52. 帰ったら…
「これで終りね」 ミチルがほっとしたようにつぶやいた。
あのバオバブの老木との出会いの後も、望達は主にマックの所有していた自然保護地区を中心に回り、つれてきた”子供たち”全員にお気に入りの場所を見つけることができた。最後に立ち寄ったナイル川のほとりからネオ東京に向けたジェットの中でやっと少し肩の力を抜くことができた。
テロ活動の盛んなアフリカ地域での滞在は、護衛を自任しているミチルにとって気を抜けないものだった。
いくら本職の護衛隊が付いているとはいっても、彼らが護衛しているのはあくまでもプリンスである。プリンスと行動を共にしている望達も護衛の範囲には入っているが、いざとなれば当然プリンスを優先する。そのため、ミチルは決して油断することなく望に張り付いていた。

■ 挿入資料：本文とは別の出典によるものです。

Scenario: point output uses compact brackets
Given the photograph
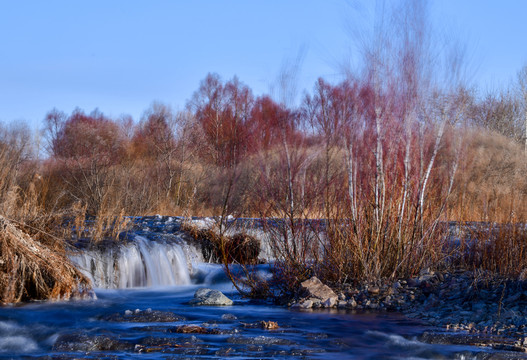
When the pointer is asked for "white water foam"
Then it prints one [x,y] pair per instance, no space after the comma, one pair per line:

最近の出来事で、ミチルは何故望を守らなければならないのか、わかってきた。
望には決して言わないが、最近の望は変わった。人間離れした不思議な雰囲気を漂わせている。望の特殊な能力はこれからの人類を変えていくのではないか、と考え始めていた。多分望に流れる天宮のDNAを失くしてはいけないのだ。望には決して言わないが。
「ミチル、有難う、付き合ってくれて。大変だったでしょ?」 望がミチルに頭を下げている。
「本当よ。なんであなたの木はみんな違うところに住みたがるわけ?」
そうなのだ。どの地域もなかなか住み良さそうだと思った。少なくとも木にとっては。みんな同じところでもいいんじゃないか、と何度も思ったが、必ずもっと違うところ、という子がいて結局アフリカ大陸の端から端まで廻るはめになった。
「それはしょうがないよ。みんなが同じところを好きになるのは無理だもの。ほら、人間だって好みがあるだろ?」当たり前のように望が言った。そう、これが望である。
「もう、ほんとに」 ミチルは深いため息をついて残りを飲み込んだ。
「おいそれより、帰ったらすぐだな」
「え、何が?」 望が何のことかわからずに首を傾げた。ミチルとプリンスはわかっているようで、頷いている。
「何がって、のんきなやつだな。学年末のテストだよ」
「あ~そうか」 すっかり忘れていた。
「一番心配な望が一番のんびりしているのはどうかと思うわ。基準点をとれなければ進級できないわよ」
そうなのだ。望達の学校は、他がどんなに優れた成績でも、一科目でも基準点に達しなければ落第だ。
テストのことなどすっかり頭から抜けていた望は、落第したらどうしようと青くなった。
とはいうものの別に望が劣等生というわけではない。苦手な科目はあるが、殆どの科目では楽に基準をクリアしているし、ホロプログラムでは教師より優れているとさえ言われている。ただ、一緒にいる仲間が特別に優秀すぎるのでどうしても劣等感を抱いてしまう。
「どうしよう。すっかり忘れてた」 今からなんとかなるかな。頭の中でやらなくてはならない範囲を思い出してみる。テスト範囲なのにまだ読んでない資料がかなりある。
『お母さん、どうしたの?』 カリが心配そうにしている。
「なんでも無いよ、カリ。ちょっと読まなくちゃいけない本があるだけだよ」 いけない、いけない。こんな情けない姿を子供達に見せたら。
(ハチ、試験範囲の資料をみせてくれる?)こっそりとハチにお願いして、リストを見る。そのなかから 1冊を選んで、ハチにスクロールしてもらい、取り敢えず読むことにした。
「望、そんなに慌てなくても帰ったら一緒に試験勉強しませんか?」 プリンスが言った。
「プリンスは勉強する必要なんてないんじゃない?」 望が目で文字を追いながら言った。
「そんなことはないですよ。私も今回は全く試験の事は忘れていましたから帰ったらやろうと思っていたんです」
「そうなの?それじゃあ一緒にやろうか」 プリンスも忘れていたと聞いて何だか安心して、本を止めた。
「望、プリンスは試験のことなんか考える必要がない実力なんだから、忘れていても良いのよ。自分と同じだなんて安心するんじゃないわよ」 ミチルに鋭く突っ込まれて反論もできない。
「わかってるよ」 ハチにもう一度スクロールを始めてもらった。
「よし、今度こそミチルを抜くぞ!」 リーが勢いよく宣言して自分も本を読み始めた。
「夢を見続けられるって素晴らしいわね」 ミチルはそう言って、それでも自分も本を読み始めた。